REGISTRO DOI: 10.70773/revistatopicos/782626456
RESUMO
Objetivo: Analisar a tendência da morbimortalidade por câncer de mama no Brasil, segundo sexo.
Métodos: Estudo ecológico de série temporal com dados do Sistema de Informações sobre Mortalidade e do Sistema de Informações Hospitalares do Sistema Único de Saúde. Incluíram-se indivíduos ≥20 anos com neoplasia maligna de mama (CID-10 C50). Foram calculadas taxas de mortalidade por 100 mil habitantes, internações e letalidade hospitalar. A tendência foi analisada por regressão log-linear, com estimativa da variação percentual anual (APC) e IC95%.
Resultados: Houve aumento da mortalidade em ambos os sexos. Entre mulheres, a taxa passou de 19,51 para 25,63 óbitos por 100 mil habitantes; entre homens, de 0,24 para 0,37. O aumento anual foi de 1,88% (IC95%: 1,61–2,16) no sexo feminino e de 4,96% (IC95%: 0,49–9,71) no masculino. As maiores taxas ocorreram em indivíduos ≥80 anos. A letalidade hospitalar foi discretamente maior entre homens. Sudeste e Sul concentraram maior proporção de internações e óbitos.
Conclusão: A mortalidade por câncer de mama apresentou tendência crescente no Brasil, com maior aumento entre homens, indicando a necessidade de ampliar o diagnóstico precoce e o acesso ao tratamento.
Palavras-chave: Neoplasias malignas da mama; Câncer de Mama; Câncer de Mama Masculino; Saúde Pública.
ABSTRACT
Objective: To analyze trends in breast cancer morbidity and mortality in Brazil according to sex.
Methods: An ecological time-series study was conducted using data from the Mortality Information System and the Hospital Information System of the Brazilian Unified Health System (SUS). Individuals aged ≥20 years diagnosed with malignant breast neoplasm (ICD-10 C50) were included.
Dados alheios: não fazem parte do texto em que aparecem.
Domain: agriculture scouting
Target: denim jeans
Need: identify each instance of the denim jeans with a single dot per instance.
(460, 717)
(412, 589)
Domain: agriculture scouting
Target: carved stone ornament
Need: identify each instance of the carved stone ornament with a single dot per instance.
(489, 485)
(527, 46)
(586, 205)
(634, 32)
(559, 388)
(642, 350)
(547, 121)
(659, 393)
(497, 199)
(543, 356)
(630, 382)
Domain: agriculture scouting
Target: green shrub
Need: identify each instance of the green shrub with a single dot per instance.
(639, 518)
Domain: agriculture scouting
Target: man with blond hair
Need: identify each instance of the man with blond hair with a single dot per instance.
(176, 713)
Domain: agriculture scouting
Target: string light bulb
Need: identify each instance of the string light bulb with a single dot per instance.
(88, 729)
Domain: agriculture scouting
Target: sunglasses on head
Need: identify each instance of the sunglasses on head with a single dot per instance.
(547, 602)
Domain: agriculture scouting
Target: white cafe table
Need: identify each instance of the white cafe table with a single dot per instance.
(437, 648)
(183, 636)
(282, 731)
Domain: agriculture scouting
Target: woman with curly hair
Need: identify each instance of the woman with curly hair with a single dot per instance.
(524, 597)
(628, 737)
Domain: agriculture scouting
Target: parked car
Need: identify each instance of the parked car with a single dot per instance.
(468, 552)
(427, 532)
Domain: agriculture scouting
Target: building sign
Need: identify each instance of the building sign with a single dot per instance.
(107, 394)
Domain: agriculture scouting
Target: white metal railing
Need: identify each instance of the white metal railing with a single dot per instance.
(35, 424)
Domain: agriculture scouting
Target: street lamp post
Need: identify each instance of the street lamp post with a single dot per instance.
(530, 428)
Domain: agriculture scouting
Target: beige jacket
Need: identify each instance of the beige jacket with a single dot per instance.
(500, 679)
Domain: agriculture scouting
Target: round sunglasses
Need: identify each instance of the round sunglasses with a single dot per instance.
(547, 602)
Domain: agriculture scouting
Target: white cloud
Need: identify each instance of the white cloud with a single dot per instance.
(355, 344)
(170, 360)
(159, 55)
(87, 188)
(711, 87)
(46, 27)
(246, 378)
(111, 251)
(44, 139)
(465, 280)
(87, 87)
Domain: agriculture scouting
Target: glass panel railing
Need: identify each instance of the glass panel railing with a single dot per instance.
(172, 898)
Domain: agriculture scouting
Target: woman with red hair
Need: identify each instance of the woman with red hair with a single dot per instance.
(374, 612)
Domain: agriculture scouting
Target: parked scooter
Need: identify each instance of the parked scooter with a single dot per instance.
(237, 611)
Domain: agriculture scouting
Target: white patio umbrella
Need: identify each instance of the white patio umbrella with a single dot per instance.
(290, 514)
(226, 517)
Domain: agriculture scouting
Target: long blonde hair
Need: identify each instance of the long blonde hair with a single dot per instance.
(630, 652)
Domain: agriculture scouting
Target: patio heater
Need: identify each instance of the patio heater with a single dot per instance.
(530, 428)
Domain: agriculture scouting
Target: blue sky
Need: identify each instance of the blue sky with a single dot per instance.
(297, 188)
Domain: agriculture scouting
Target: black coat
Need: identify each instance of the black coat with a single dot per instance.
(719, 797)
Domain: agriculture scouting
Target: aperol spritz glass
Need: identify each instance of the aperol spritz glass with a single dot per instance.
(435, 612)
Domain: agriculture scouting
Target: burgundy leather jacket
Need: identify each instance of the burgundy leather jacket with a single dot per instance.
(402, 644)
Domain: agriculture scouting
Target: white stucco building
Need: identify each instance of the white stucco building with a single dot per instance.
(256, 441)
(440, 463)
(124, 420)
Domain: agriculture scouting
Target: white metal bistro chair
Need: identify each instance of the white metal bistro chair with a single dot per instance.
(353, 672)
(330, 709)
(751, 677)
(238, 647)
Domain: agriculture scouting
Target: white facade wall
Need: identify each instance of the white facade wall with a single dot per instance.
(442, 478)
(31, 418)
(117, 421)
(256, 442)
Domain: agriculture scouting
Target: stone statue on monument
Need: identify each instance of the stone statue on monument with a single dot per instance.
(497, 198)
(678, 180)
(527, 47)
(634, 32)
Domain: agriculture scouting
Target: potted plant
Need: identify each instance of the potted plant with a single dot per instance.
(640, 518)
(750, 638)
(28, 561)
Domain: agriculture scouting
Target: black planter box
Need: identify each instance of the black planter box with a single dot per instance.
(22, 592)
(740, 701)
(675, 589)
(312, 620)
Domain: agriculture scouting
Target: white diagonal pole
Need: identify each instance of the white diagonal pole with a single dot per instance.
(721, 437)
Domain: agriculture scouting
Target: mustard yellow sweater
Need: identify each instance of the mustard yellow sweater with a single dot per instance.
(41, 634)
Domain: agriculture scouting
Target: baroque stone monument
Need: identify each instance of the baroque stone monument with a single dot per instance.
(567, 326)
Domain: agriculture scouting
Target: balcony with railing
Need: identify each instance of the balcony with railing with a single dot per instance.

Mortality rates per 100,000 inhabitants, hospitalizations, and in-hospital case fatality rates were calculated. Trends were analyzed using log-linear regression, with estimation of the Annual Percent Change (APC) and 95% confidence intervals (95% CI).
Results: Mortality increased in both sexes. Among women, the mortality rate rose from 19.51 to 25.63 deaths per 100,000 inhabitants; among men, it increased from 0.24 to 0.37. The annual increase was 1.88% (95% CI: 1.61–2.16) in females and 4.96% (95% CI: 0.49–9.71) in males. The highest mortality rates were observed among individuals aged ≥80 years. In-hospital case fatality was slightly higher among men. The Southeast and South regions accounted for the largest proportions of hospitalizations and deaths.
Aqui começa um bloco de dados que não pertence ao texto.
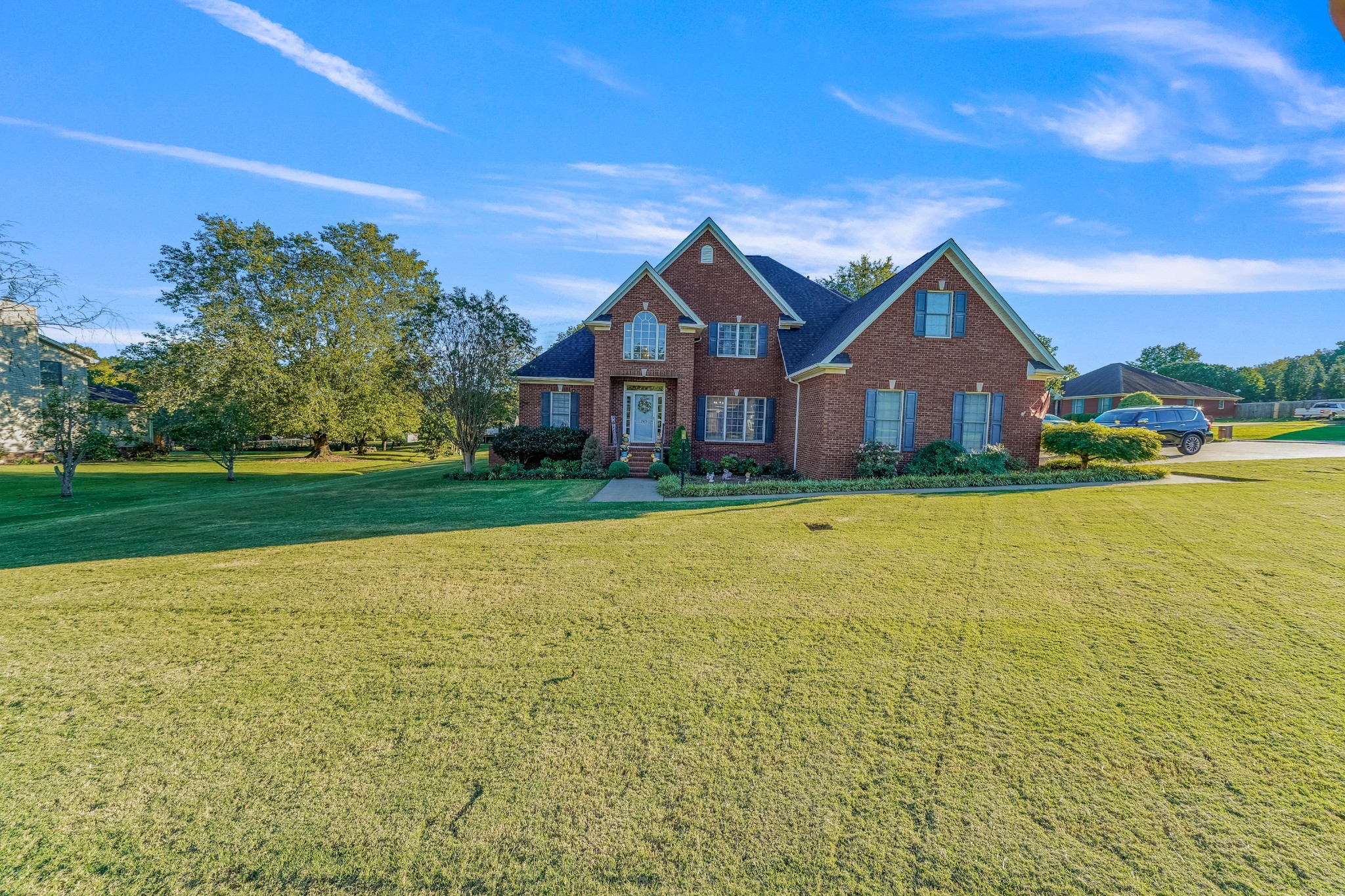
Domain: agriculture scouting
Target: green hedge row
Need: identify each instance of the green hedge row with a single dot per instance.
(670, 488)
Conclusion: Breast cancer mortality showed an increasing trend in Brazil, with a more pronounced rise among men, highlighting the need to expand early diagnosis and improve access to treatment.
Keywords: Breast Neoplasms; Breast Cancer; Male Breast Cancer; Public Health.
1. INTRODUÇÃO
O câncer de mama constitui um dos principais problemas de saúde pública no mundo, sendo a neoplasia maligna mais incidente entre mulheres e uma das principais causas de mortalidade por câncer. Em 2022, estimaram-se cerca de 2,3 milhões de novos casos e aproximadamente 666 mil óbitos globalmente, evidenciando a magnitude da doença (Bray, 2024) (GLOBOCAN).
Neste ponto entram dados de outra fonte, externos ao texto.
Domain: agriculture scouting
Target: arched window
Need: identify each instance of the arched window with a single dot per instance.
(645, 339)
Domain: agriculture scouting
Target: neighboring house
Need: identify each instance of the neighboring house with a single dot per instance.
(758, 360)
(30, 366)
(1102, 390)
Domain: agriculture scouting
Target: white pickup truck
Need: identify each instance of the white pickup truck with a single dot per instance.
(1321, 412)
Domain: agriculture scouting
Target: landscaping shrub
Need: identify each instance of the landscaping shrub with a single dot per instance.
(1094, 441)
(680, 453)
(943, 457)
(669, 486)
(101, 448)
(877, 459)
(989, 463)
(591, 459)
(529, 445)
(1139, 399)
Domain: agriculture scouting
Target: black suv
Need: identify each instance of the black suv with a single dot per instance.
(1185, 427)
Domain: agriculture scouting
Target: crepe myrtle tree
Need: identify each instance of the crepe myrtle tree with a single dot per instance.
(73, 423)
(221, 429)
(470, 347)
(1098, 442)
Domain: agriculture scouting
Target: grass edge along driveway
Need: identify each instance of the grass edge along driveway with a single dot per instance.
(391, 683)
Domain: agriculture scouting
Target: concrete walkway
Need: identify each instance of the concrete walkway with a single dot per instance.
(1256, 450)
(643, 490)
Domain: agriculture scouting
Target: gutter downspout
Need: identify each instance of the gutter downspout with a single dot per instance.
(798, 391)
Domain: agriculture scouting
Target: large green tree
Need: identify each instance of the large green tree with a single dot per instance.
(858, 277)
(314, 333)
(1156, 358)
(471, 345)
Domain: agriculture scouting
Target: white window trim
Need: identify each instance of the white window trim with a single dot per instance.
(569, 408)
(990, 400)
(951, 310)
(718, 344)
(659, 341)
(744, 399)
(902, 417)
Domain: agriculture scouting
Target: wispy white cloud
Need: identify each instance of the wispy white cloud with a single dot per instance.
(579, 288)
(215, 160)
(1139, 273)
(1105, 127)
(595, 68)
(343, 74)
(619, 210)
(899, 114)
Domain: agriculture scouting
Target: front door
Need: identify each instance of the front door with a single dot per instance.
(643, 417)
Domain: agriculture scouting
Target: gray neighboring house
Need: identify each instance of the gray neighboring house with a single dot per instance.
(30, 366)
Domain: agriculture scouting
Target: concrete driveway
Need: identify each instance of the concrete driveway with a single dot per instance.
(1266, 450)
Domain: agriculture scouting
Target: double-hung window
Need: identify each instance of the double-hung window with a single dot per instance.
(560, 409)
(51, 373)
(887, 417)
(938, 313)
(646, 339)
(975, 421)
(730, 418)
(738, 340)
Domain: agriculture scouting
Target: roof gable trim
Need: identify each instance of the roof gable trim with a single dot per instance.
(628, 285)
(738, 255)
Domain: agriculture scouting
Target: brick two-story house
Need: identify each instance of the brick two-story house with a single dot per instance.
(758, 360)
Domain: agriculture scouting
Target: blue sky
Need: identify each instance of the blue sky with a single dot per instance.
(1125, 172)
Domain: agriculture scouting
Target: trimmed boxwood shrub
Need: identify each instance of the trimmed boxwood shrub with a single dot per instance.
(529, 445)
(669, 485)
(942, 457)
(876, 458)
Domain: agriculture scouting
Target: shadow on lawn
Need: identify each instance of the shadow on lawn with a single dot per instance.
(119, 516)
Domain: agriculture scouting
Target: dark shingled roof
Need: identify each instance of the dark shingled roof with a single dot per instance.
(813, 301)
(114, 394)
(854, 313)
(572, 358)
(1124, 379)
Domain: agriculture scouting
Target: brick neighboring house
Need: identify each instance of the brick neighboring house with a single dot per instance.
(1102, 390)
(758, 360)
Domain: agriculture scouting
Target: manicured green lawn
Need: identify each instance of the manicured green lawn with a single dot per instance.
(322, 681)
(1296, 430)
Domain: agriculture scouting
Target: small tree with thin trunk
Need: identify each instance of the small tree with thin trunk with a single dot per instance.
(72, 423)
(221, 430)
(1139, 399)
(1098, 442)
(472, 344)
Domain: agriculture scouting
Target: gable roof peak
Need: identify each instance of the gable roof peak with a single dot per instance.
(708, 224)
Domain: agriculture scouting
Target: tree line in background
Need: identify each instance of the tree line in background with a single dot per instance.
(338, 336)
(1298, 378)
No Brasil, o cenário é igualmente relevante, com cerca de 73 mil novos casos estimados anualmente (Maselli-Schoueri, 2015) e aproximadamente 18 a 19 mil mortes por ano (Girianelli, 2024). Embora o Sistema Único de Saúde tenha expandido a rede oncológica, a persistência de altas taxas de mortalidade sugere que os avanços terapêuticos não atingem de forma equânime todas as camadas da população, especialmente em contextos de diagnóstico tardio e acesso desigual aos serviços de saúde (Renna, 2018). Embora represente cerca de 1% dos casos, o câncer de mama masculino tem ganhado destaque crescente na literatura, com evidências de aumento da mortalidade, frequentemente associada ao diagnóstico em estágios mais avançados (de Oliveira Frederice, 2025). Contudo, persiste uma lacuna sobre como a invisibilidade diagnóstica dessa população interage com os gargalos do sistema de saúde em diferentes contextos.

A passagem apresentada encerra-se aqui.